“I wonder if mom’s up yet,” I thought this morning as I rolled over and contemplated getting out of bed for the tenth time. I imagined at this point she was likely sitting quietly in the kitchen, reading her bible and eating toast. She’s not one to sleep in past seven or so. It sounded all quiet on the kid front…no stirring yet, a welcome change from the last few mornings or early rising youngsters, wanting to jump on our bed, jump on us…energy before we’re feeling energy.
Alas, it hit me. My mother is not upstairs. She is not going to be around today to converse with, to clean with (or to watch clean might be a better way of putting it;), to do life together. Mom is gone, mimi is gone.

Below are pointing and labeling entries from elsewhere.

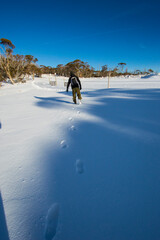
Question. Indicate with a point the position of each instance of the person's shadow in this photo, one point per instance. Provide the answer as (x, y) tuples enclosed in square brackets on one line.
[(4, 235)]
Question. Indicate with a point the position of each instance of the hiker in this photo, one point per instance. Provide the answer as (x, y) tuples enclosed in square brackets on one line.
[(76, 87)]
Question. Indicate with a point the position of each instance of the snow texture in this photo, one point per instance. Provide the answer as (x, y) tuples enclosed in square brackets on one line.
[(52, 222)]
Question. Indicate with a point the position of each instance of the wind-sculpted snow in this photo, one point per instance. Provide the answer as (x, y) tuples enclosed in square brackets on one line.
[(52, 222)]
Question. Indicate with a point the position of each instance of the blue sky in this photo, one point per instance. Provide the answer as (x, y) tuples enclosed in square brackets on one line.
[(98, 32)]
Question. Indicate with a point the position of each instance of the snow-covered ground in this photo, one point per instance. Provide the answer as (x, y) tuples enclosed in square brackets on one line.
[(80, 172)]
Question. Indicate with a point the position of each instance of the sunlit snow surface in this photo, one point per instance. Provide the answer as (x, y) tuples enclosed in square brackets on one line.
[(80, 172)]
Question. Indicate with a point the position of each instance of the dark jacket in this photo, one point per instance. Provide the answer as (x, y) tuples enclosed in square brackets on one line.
[(74, 81)]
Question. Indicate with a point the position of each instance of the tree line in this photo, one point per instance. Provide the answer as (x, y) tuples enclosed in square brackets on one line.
[(18, 68)]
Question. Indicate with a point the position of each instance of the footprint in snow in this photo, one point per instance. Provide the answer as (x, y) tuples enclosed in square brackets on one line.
[(52, 222), (63, 144)]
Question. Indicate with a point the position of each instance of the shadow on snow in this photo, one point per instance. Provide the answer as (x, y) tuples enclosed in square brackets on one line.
[(117, 196), (3, 225)]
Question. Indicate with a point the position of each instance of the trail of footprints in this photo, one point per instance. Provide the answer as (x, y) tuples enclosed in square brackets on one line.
[(79, 163), (52, 216)]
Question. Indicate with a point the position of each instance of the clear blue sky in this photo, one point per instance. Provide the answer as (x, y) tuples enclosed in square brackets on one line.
[(98, 32)]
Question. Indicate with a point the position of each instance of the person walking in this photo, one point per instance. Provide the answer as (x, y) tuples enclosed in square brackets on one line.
[(76, 87)]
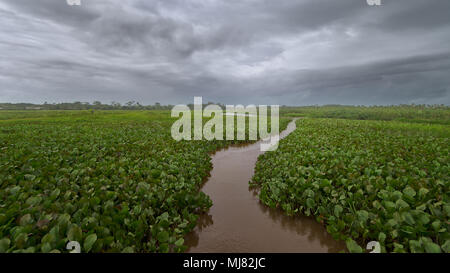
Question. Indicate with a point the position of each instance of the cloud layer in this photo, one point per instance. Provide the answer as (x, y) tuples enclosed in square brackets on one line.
[(230, 51)]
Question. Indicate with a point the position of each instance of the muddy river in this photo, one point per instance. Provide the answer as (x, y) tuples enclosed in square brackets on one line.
[(238, 222)]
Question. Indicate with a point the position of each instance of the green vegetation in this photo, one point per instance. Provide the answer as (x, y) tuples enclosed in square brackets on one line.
[(386, 181), (115, 181)]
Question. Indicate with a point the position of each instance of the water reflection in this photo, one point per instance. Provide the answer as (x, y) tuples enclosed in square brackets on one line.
[(239, 222)]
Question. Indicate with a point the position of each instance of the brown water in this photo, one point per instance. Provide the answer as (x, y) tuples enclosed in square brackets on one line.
[(239, 222)]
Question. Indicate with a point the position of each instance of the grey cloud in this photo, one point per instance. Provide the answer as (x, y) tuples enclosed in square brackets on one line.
[(246, 51)]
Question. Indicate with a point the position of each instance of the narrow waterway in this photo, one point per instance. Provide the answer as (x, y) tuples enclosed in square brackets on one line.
[(239, 222)]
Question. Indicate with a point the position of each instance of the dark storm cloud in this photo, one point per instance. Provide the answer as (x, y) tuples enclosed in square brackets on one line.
[(246, 51)]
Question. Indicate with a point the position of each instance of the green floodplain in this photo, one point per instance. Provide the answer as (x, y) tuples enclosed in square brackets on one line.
[(116, 181)]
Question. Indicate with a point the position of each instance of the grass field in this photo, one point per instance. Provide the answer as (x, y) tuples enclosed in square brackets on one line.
[(385, 181), (116, 181)]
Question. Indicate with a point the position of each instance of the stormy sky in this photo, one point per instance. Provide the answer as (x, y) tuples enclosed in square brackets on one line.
[(296, 52)]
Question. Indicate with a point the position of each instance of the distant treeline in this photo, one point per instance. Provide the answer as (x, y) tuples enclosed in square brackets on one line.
[(96, 105)]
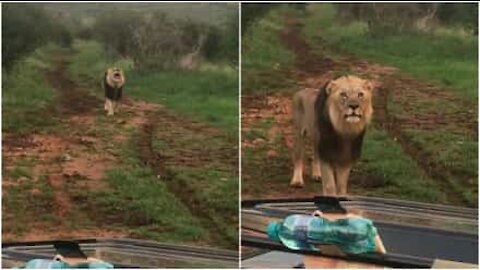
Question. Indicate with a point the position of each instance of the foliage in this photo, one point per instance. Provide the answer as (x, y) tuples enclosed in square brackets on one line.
[(26, 27)]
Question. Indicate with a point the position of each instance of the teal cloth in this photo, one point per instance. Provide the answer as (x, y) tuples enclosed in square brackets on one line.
[(53, 264), (304, 232)]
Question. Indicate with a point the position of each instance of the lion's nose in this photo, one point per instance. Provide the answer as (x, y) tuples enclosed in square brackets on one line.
[(354, 106)]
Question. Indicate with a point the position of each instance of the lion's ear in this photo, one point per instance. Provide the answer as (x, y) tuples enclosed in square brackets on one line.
[(369, 85), (329, 86)]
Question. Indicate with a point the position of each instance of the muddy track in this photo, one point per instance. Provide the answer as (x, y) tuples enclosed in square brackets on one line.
[(177, 186), (313, 70)]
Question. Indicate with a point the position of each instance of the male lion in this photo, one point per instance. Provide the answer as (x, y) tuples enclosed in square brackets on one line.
[(335, 118), (113, 82)]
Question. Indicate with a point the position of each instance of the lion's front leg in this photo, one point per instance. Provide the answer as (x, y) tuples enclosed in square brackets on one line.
[(298, 152), (109, 107), (316, 169), (342, 174), (328, 179)]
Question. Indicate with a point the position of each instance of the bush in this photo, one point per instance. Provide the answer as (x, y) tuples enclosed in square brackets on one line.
[(155, 41), (25, 28)]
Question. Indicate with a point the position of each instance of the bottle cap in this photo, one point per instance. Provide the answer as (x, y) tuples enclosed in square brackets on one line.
[(272, 231)]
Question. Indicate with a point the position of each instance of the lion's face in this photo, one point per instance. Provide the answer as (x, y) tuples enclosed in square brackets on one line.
[(349, 104), (115, 77)]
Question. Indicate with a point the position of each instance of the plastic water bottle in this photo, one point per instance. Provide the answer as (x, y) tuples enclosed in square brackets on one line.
[(353, 235)]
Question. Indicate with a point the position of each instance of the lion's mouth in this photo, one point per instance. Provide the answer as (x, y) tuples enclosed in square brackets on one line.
[(353, 117)]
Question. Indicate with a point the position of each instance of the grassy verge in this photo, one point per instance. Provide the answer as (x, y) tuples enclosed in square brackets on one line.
[(209, 96), (31, 196), (454, 152), (387, 171), (26, 93), (137, 200), (447, 56), (383, 171), (264, 58)]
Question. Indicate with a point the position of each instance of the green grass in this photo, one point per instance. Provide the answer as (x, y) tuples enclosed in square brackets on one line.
[(137, 200), (209, 96), (384, 159), (447, 56), (264, 57), (456, 153), (28, 201), (26, 93)]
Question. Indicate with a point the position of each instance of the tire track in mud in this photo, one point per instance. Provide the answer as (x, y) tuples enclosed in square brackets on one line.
[(159, 164), (313, 70)]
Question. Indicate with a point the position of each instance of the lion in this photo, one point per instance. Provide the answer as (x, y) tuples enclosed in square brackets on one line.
[(113, 82), (335, 118)]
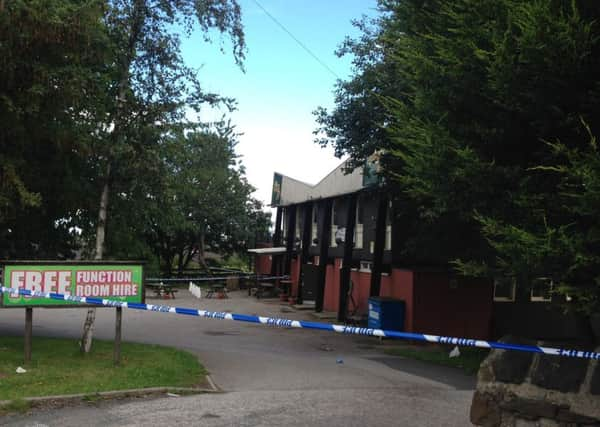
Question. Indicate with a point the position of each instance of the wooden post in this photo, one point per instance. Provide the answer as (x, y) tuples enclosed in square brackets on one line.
[(276, 239), (306, 232), (379, 245), (117, 349), (347, 261), (28, 332), (291, 239), (324, 238)]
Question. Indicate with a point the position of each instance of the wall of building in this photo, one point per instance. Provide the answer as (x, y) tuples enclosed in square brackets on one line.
[(401, 286), (262, 264), (452, 306)]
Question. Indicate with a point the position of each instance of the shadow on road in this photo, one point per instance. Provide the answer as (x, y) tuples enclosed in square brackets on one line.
[(442, 374)]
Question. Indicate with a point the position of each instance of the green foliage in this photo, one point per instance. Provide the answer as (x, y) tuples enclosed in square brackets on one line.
[(58, 367), (49, 55), (467, 94), (94, 95)]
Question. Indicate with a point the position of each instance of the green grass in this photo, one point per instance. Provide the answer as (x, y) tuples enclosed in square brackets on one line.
[(57, 367), (469, 359)]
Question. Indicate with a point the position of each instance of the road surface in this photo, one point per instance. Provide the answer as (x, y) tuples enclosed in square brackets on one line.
[(268, 376)]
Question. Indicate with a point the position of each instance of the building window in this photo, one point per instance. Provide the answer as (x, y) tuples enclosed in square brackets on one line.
[(358, 229), (541, 289), (504, 289), (298, 228), (334, 223), (313, 228), (388, 228), (365, 266), (284, 225)]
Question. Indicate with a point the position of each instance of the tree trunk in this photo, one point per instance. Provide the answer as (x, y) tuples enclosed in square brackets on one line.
[(201, 253), (88, 325), (136, 23)]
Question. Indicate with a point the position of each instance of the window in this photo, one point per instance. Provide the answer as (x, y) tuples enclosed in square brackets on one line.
[(504, 289), (541, 289), (334, 223), (388, 228), (313, 229), (298, 228), (365, 266), (358, 229)]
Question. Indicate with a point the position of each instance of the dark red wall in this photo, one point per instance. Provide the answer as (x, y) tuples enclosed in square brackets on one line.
[(463, 310), (262, 264), (433, 305), (401, 287)]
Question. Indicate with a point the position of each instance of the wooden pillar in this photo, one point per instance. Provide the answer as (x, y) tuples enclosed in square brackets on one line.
[(117, 349), (291, 239), (347, 261), (324, 237), (28, 332), (379, 245), (276, 240), (306, 243)]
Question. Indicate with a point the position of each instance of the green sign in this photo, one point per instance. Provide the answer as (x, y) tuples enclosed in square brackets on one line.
[(121, 282)]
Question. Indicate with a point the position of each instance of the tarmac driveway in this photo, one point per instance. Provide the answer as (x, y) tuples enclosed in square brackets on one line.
[(270, 376)]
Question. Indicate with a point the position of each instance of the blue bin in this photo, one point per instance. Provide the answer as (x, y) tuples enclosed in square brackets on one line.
[(386, 313)]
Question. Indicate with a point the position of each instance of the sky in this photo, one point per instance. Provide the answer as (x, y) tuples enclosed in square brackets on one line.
[(282, 84)]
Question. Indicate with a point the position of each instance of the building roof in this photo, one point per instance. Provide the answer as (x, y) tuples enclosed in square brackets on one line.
[(268, 251), (289, 191)]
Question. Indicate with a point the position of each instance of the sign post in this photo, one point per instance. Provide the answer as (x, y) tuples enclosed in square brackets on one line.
[(118, 281), (28, 333), (117, 349)]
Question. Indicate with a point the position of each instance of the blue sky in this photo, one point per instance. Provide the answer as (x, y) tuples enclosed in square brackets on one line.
[(282, 84)]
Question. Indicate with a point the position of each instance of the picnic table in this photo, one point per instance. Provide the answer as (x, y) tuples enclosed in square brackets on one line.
[(162, 290), (218, 290)]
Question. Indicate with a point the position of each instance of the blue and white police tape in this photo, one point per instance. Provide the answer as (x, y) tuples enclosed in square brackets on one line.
[(287, 323)]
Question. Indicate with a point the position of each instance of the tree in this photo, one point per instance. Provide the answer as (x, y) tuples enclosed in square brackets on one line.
[(50, 57), (150, 87), (200, 199), (484, 85)]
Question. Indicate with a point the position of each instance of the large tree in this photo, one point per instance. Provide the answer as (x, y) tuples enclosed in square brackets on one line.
[(52, 55), (483, 86), (151, 88)]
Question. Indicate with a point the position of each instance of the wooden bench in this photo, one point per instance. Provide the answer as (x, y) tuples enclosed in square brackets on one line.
[(220, 291), (263, 288), (163, 291)]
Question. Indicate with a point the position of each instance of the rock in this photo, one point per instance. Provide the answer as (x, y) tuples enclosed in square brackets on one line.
[(565, 415), (529, 408), (512, 366), (484, 411), (559, 373)]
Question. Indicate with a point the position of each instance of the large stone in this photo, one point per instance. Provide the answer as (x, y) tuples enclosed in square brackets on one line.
[(484, 411), (564, 415), (545, 422), (559, 373), (529, 408), (512, 366)]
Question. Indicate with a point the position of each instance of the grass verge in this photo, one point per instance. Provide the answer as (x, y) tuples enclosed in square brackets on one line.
[(57, 368), (469, 359)]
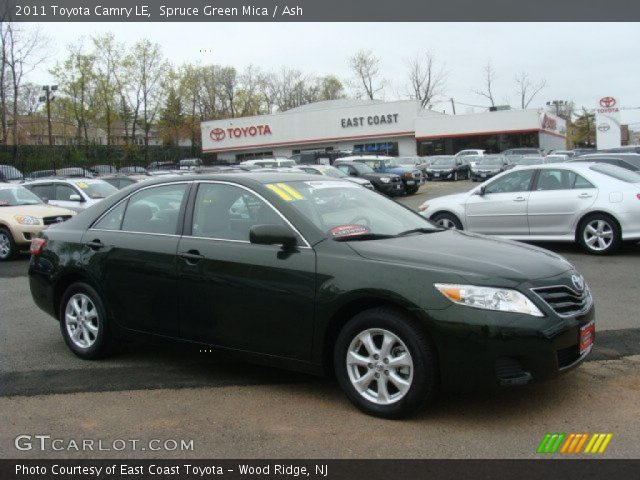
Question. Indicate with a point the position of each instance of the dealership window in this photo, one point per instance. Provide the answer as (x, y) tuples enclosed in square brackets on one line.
[(490, 143), (383, 148), (253, 155)]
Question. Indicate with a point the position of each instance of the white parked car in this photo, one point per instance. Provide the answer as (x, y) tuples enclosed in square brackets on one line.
[(73, 193), (596, 205)]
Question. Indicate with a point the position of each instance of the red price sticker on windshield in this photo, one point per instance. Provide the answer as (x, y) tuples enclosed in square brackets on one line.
[(348, 231)]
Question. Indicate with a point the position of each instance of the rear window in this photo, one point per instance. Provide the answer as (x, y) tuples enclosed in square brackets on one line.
[(618, 173)]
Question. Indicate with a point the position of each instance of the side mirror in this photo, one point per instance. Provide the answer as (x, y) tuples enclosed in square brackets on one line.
[(273, 235)]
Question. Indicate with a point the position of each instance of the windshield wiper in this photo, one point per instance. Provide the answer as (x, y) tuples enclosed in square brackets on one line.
[(366, 236), (419, 230)]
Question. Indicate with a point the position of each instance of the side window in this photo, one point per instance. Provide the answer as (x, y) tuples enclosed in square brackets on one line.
[(518, 181), (582, 182), (551, 179), (64, 192), (112, 220), (228, 212), (154, 210)]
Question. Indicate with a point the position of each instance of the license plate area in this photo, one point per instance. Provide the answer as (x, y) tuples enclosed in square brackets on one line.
[(587, 336)]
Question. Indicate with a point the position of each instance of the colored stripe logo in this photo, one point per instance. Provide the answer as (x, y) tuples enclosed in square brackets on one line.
[(574, 443)]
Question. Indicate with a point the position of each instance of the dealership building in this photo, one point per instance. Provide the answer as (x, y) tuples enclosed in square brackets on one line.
[(399, 128)]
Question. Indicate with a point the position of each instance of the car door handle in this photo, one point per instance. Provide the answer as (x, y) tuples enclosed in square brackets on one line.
[(95, 244), (192, 256)]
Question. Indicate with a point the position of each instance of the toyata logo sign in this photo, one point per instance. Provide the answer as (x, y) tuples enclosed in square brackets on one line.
[(607, 105), (217, 134), (607, 102)]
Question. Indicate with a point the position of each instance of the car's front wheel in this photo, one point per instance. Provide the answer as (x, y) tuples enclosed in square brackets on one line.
[(83, 322), (599, 234), (7, 245), (385, 363)]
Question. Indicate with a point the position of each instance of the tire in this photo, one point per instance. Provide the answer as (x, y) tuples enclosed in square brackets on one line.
[(447, 220), (419, 373), (8, 249), (94, 339), (599, 234)]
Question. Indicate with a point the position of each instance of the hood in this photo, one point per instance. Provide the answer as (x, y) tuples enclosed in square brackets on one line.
[(38, 211), (489, 260), (358, 180)]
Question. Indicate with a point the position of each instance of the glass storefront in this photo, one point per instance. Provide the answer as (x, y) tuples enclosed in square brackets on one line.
[(490, 143)]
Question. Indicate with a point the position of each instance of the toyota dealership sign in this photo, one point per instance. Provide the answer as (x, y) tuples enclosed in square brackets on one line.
[(608, 133)]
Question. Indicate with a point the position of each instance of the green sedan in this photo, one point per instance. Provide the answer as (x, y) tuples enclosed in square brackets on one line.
[(316, 275)]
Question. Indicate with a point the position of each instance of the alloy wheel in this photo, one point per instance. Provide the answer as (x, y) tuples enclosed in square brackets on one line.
[(5, 245), (598, 235), (81, 320), (379, 366)]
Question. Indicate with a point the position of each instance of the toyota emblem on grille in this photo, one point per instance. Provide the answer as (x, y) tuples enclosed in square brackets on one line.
[(578, 281)]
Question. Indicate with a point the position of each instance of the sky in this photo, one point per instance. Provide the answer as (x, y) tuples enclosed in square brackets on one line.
[(579, 61)]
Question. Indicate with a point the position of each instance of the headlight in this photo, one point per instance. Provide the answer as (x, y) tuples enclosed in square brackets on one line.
[(500, 299), (27, 220)]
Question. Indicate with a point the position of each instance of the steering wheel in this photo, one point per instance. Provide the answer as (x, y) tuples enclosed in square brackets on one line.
[(365, 220)]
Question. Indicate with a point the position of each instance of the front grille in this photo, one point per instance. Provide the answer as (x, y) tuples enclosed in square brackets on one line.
[(56, 219), (567, 356), (565, 301)]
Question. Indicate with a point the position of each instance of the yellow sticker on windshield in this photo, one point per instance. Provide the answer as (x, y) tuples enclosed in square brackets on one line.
[(291, 191), (285, 192)]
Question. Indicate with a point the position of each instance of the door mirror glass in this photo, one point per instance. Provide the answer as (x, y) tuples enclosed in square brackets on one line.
[(272, 235)]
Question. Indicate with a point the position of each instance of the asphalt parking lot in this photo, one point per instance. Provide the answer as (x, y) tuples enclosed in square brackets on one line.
[(232, 409)]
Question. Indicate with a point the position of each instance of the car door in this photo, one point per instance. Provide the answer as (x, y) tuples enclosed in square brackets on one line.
[(237, 294), (133, 256), (558, 197), (502, 208)]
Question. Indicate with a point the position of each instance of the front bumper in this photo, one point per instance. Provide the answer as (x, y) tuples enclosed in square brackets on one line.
[(502, 349)]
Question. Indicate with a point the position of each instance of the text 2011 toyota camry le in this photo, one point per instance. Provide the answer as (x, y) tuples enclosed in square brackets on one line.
[(314, 275)]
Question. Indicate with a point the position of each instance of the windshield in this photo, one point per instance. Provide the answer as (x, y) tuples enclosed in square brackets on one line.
[(10, 173), (96, 189), (340, 209), (443, 161), (488, 160), (616, 172), (14, 195), (528, 161), (332, 172)]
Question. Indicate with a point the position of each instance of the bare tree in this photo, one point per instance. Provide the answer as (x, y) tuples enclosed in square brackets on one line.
[(425, 79), (366, 69), (489, 79), (23, 53), (527, 89)]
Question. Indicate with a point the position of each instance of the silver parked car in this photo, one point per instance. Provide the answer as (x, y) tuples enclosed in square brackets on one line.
[(596, 205)]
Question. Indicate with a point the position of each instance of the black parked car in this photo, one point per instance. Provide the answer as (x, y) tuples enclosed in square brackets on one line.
[(448, 168), (315, 275), (387, 183), (630, 161)]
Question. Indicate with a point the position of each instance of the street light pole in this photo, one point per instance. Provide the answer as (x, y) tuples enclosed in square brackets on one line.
[(48, 98)]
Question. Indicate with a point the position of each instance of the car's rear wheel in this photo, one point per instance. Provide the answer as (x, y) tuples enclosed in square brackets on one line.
[(8, 247), (83, 322), (599, 234), (385, 363), (447, 220)]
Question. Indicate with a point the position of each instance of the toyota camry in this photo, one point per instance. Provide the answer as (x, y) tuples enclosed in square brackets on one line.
[(316, 275)]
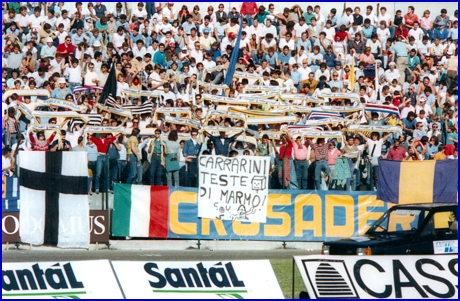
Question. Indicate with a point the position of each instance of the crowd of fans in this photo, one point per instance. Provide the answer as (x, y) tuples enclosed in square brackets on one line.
[(407, 60)]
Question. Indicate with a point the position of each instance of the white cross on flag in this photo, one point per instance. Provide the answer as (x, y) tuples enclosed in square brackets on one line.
[(54, 199)]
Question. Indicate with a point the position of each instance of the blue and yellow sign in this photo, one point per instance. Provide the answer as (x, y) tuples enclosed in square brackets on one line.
[(291, 216)]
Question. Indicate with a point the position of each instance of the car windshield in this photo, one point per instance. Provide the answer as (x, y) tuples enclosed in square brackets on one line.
[(399, 221)]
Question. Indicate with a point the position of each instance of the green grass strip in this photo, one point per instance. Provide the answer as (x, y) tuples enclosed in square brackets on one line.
[(200, 291), (44, 294)]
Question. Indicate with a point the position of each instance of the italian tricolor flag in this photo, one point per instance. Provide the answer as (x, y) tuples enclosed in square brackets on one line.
[(140, 211)]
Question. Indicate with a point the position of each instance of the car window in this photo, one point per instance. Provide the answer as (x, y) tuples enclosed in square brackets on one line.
[(404, 220), (443, 220), (439, 225)]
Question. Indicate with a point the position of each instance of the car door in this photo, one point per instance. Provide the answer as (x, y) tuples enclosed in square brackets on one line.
[(435, 228)]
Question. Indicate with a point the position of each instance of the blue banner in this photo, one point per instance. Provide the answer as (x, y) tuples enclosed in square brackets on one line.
[(291, 216), (10, 194)]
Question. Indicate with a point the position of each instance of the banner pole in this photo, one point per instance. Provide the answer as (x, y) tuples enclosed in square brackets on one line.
[(293, 275), (107, 180)]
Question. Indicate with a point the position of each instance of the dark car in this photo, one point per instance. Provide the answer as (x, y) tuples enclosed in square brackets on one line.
[(405, 229)]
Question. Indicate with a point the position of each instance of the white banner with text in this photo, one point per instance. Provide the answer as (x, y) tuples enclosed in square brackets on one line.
[(233, 188), (59, 280), (250, 279)]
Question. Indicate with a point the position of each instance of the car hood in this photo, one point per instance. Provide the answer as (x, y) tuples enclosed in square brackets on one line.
[(367, 240)]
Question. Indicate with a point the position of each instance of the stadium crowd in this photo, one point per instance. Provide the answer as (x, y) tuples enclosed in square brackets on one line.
[(164, 56)]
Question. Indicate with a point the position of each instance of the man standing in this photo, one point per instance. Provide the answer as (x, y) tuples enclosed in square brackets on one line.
[(133, 155), (102, 145), (190, 152), (286, 169), (397, 152), (452, 70), (62, 91), (399, 49), (321, 155), (221, 143), (301, 164), (155, 153)]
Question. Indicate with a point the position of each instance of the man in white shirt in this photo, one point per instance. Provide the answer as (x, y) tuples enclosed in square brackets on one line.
[(392, 73), (269, 28), (209, 63), (64, 20), (91, 77), (197, 53), (207, 26), (370, 15), (169, 11), (287, 41), (304, 70), (416, 32), (152, 49), (268, 42), (139, 50), (382, 15), (424, 47), (228, 40), (258, 29), (36, 20), (300, 27)]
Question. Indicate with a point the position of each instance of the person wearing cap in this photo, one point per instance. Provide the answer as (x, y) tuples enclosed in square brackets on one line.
[(61, 91)]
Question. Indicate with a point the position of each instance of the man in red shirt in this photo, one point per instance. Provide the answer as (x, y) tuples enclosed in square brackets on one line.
[(397, 152), (102, 145), (301, 163), (65, 48), (249, 10), (410, 17), (286, 168)]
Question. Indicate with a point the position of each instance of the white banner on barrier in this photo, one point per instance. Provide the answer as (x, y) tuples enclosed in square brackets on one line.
[(60, 280), (251, 279), (371, 277), (233, 188)]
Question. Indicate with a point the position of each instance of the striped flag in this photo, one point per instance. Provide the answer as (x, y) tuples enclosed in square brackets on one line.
[(94, 119), (234, 57), (407, 182), (385, 109), (110, 87), (54, 199), (316, 114), (145, 108), (10, 194), (111, 102), (351, 78), (140, 211)]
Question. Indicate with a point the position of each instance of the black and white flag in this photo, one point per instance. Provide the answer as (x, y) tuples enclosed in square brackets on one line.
[(54, 199)]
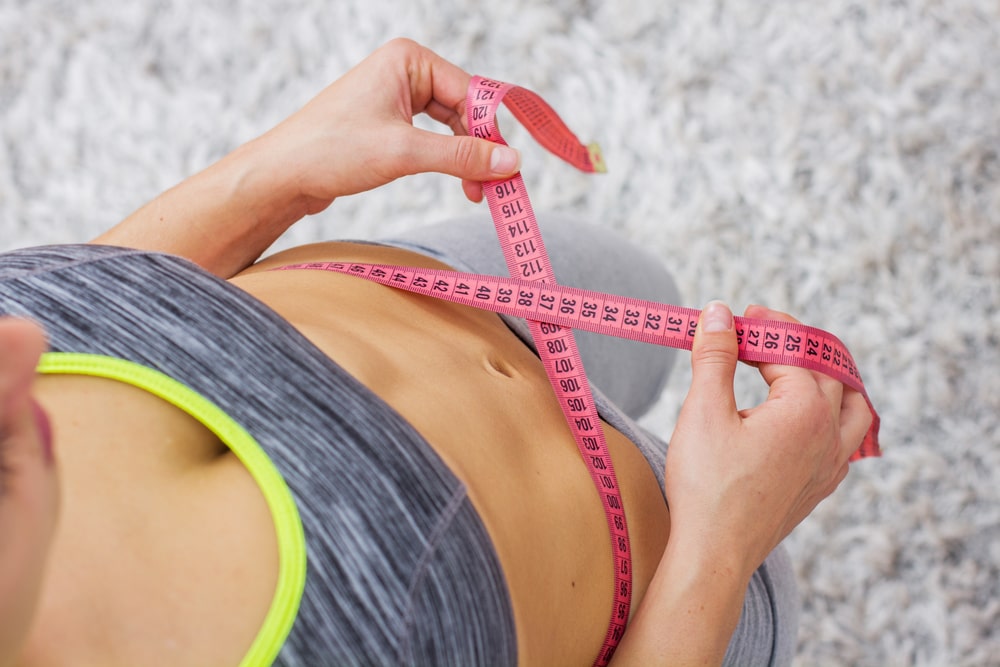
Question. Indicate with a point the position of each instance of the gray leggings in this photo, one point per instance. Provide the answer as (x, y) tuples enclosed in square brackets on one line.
[(628, 377), (400, 569)]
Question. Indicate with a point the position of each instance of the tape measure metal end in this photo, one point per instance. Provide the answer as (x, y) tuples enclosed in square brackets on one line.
[(597, 158)]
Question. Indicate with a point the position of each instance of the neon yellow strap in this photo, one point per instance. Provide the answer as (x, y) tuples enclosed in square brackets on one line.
[(287, 524)]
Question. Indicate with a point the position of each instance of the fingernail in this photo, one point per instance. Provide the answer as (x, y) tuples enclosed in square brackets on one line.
[(504, 160), (717, 317), (44, 431)]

At least for a few weeks, when thankfully, the birth of another grandchild will hearken her and my dad from Tennessee back to their now Yankee daughter!
Her visits always remind me, as a young mother, how nice it is to realize in a fuller way that I too have a mother. She labored for me when I was a young, demanding, ultra self-centered toddler just as I seek to do the same with my toddlers now. She worried on my behalf and had many sleepless nights wondering whether she was doing the best with her brood of five. She tended to us earnestly throughout the years, never questioning the validity of her role. Mother it was and she made it look like a pretty esteemable position.
A mother is a mother is a mother. There is no substitute. As the years fly by, would I be that selfless bulwark to my children as well!